Although the insurance labor market is somewhat cooler, 89% of U.S. life and health insurers plan to increase or maintain staffing over the next 12 months, and 33% say they believe it’s even more difficult to hire now than it was a year ago, according to results of the survey.
What It Means
From the perspective of the staffing firms, the companies behind your clients’ life, health and annuity products look stable.
The Study
Ward, a Cincinnati-based business benchmarking firm, conducted the survey together with the Jacobson Group, a Chicago-based insurance industry executive search and staffing firm.
The companies do not disclose the participant count to the general public, but based on information Rieder and Greg Jacobson, the Jacobson Group’s CEO, gave during the webinar, the sample appears to have included about 75 insurers with a total of 193,000 employees. The life and health numbers may have come from nine companies with about 60,000 employees.
The industry survey began in 2009, as the insurance industry was in the midst of the 2007-2009 Great Recession.
The Results
Here are 12 takeaways about insurance industry staffing and employee compensation from the latest survey results.
1. Life and health insurer staffing was better than expected.
A year ago, 61% of the participating employers said they expected to increase staffing, 30% said they expected to keep staffing the same, and 9% said they expected to cut staffing.

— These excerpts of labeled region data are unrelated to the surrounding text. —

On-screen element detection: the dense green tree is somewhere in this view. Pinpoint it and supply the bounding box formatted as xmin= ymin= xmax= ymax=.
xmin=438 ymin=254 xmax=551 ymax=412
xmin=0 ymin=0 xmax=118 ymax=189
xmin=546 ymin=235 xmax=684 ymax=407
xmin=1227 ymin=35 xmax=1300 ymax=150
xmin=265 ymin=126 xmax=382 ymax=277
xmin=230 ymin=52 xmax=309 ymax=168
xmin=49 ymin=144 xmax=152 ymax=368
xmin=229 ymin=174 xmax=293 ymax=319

In reality, 67% increased staffing, 33% held staffing the same and none decreased staffing.
2. The future looks good.
Today, 56% of the life and health insurers are predicting that they will increase staffing in the next 12 months, and 33% expect to hold staffing steady. About 11% anticipate a decrease.
If the insurers’ predictions come true, they will probably increase their total headcount by about 0.5%, according to the survey team.